Tribute to the 50th Reunion Class of 1954
In the Trinity Circle of Life, the Class of 1954 claims a privileged place as the class that saw Trinity through its half-century mark. Entering Trinity in the fall of 1950, fully 50 years after the pioneer class of 1904 first set foot on this campus, you were young women on the cusp of a great new world, children raised in the era of depression and war, now proud young citizens planning to enjoy the hard-won peace that your older brothers and cousins and fathers had fought for, loyal women of the Church who sought to reap the benefits of a Trinity education so that you could bring the light of knowledge and faith to your families, workplaces and communities in the years of come.
You drank in the wellsprings of Trinity with gusto, marveling at the wisdom and eloquence of Fr. Eugene Burke, attendant to the facts of science and math as presented by Sister Julitta and St. John Nepomucene and Dr. Varnhorn, puzzling through the logic of Sister Ann Julia, in thrall at the tales of politics during the formation of the United Nations as relayed through the experience of the young Dr. Edna Fluegel. You took care to stay on the good side of Sister Columba; you knew you could find a glint of humor and understanding in the eyes of Sister Ann Francis.
Even as you prepared to embrace the world, the world beyond was about to change dramatically. 1954: your graduation year; amazing events emerging. A senator by the name of Joe McCarthy was on the hunt. In a remote French garrison in an exotic land called Vietnam, a skirmish planted the seeds of a new war and a new era. A young actor named Brando took the Oscar that should have been Bogart’s, On the Waterfront trumping The Caine Mutiny. Meanwhile, Hitchcock gave us Rear Window, with Jimmy Stewart and Grace Kelly. Oprah Winfrey was born in 1954, in the very same year that sparked the revolution in civil rights with the Supreme Court’s decision in Brown v. Board of Education.

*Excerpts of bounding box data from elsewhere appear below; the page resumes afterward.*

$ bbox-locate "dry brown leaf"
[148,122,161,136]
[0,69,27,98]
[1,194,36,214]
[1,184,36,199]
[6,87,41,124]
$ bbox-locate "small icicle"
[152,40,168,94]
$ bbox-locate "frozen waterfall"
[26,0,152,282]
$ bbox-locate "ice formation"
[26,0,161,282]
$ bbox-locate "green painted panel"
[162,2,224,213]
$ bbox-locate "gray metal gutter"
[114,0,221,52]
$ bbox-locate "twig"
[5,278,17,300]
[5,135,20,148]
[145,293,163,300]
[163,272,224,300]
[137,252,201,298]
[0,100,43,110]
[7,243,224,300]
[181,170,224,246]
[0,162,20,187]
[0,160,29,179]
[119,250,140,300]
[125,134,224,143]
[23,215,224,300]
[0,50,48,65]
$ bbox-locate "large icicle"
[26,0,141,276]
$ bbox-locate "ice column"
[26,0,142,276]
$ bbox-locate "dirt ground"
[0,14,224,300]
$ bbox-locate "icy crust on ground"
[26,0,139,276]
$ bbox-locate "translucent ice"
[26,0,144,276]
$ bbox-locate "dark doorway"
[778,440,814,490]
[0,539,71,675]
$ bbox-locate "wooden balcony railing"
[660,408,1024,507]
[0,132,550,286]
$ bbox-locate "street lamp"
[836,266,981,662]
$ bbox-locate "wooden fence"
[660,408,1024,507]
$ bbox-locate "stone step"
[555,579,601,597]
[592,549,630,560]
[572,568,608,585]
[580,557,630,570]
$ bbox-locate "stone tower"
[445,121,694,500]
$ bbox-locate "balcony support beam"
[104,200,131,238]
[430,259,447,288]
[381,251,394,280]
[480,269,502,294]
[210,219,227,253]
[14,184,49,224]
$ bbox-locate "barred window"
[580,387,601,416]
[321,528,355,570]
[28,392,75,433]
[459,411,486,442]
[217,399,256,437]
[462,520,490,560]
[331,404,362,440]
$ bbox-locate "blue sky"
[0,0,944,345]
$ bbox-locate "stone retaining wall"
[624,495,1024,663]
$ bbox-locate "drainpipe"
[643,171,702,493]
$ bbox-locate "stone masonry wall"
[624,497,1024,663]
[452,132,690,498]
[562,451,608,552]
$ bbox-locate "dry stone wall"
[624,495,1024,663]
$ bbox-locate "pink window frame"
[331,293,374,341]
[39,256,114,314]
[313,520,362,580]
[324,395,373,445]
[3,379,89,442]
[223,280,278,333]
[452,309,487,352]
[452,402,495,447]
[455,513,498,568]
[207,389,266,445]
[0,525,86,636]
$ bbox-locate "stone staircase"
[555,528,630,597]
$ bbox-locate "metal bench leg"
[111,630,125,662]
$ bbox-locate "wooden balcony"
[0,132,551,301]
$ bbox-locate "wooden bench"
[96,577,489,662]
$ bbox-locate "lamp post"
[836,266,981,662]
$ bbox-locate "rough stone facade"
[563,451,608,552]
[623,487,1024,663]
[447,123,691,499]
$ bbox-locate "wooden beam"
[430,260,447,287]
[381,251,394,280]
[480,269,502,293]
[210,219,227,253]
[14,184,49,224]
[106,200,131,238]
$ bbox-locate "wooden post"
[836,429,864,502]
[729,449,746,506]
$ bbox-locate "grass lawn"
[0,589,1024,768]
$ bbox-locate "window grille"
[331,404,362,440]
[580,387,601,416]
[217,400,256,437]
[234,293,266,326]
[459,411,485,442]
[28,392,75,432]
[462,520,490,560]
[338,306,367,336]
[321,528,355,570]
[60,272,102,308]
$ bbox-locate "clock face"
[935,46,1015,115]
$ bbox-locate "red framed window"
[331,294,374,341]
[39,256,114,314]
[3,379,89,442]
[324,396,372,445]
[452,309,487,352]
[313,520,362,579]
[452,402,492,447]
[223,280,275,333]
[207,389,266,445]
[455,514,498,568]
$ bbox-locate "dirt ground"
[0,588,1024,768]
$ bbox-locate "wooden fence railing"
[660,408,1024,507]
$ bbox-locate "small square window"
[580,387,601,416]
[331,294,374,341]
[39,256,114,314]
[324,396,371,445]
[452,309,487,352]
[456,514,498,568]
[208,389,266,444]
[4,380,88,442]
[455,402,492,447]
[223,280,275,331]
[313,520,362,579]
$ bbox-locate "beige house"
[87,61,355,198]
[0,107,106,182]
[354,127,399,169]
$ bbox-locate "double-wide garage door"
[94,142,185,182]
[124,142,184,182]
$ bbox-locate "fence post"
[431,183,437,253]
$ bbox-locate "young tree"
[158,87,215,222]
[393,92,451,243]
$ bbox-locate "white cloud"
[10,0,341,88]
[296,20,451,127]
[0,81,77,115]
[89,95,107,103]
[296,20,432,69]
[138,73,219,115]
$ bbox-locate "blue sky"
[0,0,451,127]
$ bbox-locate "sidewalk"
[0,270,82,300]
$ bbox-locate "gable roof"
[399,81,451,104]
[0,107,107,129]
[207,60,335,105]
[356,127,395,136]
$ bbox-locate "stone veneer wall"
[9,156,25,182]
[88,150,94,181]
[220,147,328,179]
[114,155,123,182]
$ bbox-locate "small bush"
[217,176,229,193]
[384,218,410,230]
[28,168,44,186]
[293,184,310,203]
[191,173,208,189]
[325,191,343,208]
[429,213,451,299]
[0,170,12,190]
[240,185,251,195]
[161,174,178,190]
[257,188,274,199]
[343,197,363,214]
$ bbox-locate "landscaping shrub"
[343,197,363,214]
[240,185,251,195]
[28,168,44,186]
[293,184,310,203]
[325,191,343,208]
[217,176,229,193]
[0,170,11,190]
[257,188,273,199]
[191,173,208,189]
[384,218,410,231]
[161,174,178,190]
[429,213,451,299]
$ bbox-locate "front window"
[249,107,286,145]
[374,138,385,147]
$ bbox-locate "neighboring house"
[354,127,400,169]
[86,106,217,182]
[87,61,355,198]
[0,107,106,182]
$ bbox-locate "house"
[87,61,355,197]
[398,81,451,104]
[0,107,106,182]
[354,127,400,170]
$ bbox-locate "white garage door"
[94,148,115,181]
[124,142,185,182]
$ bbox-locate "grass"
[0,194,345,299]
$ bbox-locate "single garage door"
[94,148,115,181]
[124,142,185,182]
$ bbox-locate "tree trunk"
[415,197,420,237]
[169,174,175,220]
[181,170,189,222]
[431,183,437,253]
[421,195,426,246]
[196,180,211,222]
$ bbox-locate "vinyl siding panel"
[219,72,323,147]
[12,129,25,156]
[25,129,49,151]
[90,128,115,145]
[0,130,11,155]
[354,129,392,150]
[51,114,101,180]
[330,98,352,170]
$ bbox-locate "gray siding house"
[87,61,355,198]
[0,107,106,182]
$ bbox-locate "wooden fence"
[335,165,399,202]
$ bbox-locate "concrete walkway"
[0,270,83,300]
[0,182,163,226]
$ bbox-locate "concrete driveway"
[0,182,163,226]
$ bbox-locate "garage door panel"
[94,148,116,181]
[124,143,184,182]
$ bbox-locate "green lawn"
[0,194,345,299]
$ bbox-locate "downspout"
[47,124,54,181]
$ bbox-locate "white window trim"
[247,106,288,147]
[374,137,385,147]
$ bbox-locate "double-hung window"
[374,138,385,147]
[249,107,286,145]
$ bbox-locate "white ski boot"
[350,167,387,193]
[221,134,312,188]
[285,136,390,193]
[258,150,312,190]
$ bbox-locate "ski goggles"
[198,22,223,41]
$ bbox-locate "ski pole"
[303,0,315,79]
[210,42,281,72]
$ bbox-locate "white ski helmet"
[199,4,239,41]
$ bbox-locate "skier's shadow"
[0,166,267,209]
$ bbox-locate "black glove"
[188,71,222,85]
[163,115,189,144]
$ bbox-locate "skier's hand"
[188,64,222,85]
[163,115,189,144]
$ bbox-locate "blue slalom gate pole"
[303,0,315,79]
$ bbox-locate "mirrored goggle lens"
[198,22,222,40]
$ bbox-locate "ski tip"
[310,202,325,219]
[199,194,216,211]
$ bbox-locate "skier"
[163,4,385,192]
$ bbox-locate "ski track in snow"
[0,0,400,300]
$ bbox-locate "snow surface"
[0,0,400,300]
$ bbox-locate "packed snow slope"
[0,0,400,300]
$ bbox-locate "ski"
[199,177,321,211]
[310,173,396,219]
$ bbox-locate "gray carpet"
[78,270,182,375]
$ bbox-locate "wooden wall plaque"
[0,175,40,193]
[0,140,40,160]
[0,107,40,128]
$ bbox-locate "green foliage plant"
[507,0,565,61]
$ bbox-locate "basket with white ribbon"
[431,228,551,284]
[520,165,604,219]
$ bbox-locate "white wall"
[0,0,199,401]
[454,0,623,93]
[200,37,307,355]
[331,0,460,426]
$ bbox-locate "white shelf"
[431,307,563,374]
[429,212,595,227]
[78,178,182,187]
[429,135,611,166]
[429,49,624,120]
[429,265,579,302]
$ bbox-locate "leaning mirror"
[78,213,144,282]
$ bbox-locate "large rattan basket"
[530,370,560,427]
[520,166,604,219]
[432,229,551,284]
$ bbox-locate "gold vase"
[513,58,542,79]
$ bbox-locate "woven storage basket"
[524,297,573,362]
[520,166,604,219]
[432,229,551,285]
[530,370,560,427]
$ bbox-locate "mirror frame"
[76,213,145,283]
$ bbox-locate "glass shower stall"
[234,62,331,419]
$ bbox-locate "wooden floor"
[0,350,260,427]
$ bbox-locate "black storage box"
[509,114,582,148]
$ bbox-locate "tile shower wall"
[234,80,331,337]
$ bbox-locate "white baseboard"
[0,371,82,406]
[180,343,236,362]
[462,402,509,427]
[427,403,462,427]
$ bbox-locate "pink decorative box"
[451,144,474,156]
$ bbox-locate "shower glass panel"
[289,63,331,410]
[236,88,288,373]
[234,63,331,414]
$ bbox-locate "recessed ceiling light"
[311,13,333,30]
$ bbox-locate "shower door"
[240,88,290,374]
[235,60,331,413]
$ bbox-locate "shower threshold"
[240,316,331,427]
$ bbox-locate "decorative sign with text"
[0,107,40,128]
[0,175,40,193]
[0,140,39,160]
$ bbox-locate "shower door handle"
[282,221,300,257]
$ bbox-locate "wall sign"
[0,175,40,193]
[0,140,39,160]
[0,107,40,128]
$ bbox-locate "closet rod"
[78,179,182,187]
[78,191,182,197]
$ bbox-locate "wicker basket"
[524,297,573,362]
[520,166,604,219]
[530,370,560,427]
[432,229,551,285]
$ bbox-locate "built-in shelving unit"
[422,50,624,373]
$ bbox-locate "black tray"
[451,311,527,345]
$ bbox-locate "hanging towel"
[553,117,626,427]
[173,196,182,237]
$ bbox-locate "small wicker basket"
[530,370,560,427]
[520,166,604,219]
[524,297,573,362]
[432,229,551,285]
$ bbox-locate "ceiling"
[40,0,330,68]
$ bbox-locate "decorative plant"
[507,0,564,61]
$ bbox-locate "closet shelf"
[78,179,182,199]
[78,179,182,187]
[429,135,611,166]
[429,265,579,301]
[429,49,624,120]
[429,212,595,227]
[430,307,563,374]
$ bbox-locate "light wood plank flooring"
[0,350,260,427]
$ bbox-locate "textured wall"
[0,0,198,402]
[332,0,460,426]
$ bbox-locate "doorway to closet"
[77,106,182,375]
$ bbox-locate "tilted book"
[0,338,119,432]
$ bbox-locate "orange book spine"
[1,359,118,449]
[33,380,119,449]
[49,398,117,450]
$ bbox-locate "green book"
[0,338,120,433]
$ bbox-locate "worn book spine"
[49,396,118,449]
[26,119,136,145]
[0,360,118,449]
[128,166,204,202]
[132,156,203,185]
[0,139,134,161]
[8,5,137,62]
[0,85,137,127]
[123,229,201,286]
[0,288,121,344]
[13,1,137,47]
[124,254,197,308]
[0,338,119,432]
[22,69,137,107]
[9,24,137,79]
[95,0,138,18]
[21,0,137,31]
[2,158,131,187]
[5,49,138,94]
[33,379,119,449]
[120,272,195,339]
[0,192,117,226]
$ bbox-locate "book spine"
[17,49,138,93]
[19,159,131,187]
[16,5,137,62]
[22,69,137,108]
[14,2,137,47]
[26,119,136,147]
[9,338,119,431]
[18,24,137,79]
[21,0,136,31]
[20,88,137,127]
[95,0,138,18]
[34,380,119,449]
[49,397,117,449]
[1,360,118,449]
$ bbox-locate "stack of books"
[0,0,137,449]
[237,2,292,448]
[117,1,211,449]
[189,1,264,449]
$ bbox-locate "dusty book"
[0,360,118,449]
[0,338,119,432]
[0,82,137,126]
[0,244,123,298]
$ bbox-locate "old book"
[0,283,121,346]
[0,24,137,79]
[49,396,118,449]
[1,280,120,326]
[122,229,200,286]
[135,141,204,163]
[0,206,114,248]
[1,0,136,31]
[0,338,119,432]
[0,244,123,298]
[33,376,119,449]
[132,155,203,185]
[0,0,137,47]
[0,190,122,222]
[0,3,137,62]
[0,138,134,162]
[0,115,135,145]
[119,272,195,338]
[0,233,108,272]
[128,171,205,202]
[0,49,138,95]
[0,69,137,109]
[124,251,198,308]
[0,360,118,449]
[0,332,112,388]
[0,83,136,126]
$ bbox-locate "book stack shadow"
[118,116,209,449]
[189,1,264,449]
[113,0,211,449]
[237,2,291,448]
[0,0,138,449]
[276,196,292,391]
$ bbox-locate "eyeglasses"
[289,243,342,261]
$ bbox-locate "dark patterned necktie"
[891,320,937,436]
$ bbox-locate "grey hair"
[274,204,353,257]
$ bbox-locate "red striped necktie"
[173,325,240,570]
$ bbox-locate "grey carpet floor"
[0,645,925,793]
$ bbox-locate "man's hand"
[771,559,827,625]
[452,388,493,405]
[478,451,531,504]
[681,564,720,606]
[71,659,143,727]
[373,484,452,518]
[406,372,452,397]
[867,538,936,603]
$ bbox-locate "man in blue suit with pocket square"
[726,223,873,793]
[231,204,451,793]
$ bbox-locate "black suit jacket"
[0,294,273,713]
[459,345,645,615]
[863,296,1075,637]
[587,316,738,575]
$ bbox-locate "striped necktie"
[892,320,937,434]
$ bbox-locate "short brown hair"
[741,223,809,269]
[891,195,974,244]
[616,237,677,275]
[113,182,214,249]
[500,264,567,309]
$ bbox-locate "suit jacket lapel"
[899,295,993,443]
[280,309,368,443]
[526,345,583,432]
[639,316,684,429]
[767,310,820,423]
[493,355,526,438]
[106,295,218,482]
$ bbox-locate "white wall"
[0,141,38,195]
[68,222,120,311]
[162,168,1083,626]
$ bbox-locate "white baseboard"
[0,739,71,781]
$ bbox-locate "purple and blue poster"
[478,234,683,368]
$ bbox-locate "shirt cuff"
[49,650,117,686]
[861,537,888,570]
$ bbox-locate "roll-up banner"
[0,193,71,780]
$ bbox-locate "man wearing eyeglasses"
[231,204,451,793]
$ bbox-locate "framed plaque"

The effect of these events in 1954 is still echoing through our culture and society 50 years hence. You, the Class of 1954, were on the leading edge of the revolution — perhaps reluctantly at times, perhaps perplexed and bewildered at times, perhaps angry and resistant at times, perhaps riding the wave with glee and exhilaration at times. You rode the wave. You raised your children through the ongoing cultural revolution, adapting to each new and increasingly shocking form of adolescent behavior, learning to be vocal and bilingual Catholics translating “Pax vobiscum” into Peace through turbulent times of war and riot and struggles for justice.
You have arrived at your Golden Jubilee Year at Trinity with stewardship reports in hand, the accounting of what you have done with your Trinity education through the past five decades. Your lives have written those reports in times of tears and triumph, in days of despair and moments of joy. Trinity now bestows upon you the gold medals that proclaim your witness to the “ideals that never swerve,” the ideals of our alma mater. Today is a landmark, not a destination. As the Classes of ’49 and ’44 and ’39 and ’34 who are with us today will attest, the 50 th Reunion moment is not the end of the journey by any stretch. You’re not off the Trinity hook. As you leave this Chapel today bedecked with your new medals, may you go forth renewed in the power, wisdom and love of the most Holy Trinity, riding that wave with new fervor, holding high the banner of knowledge and faith that is the sign and symbol of Trinity to the world.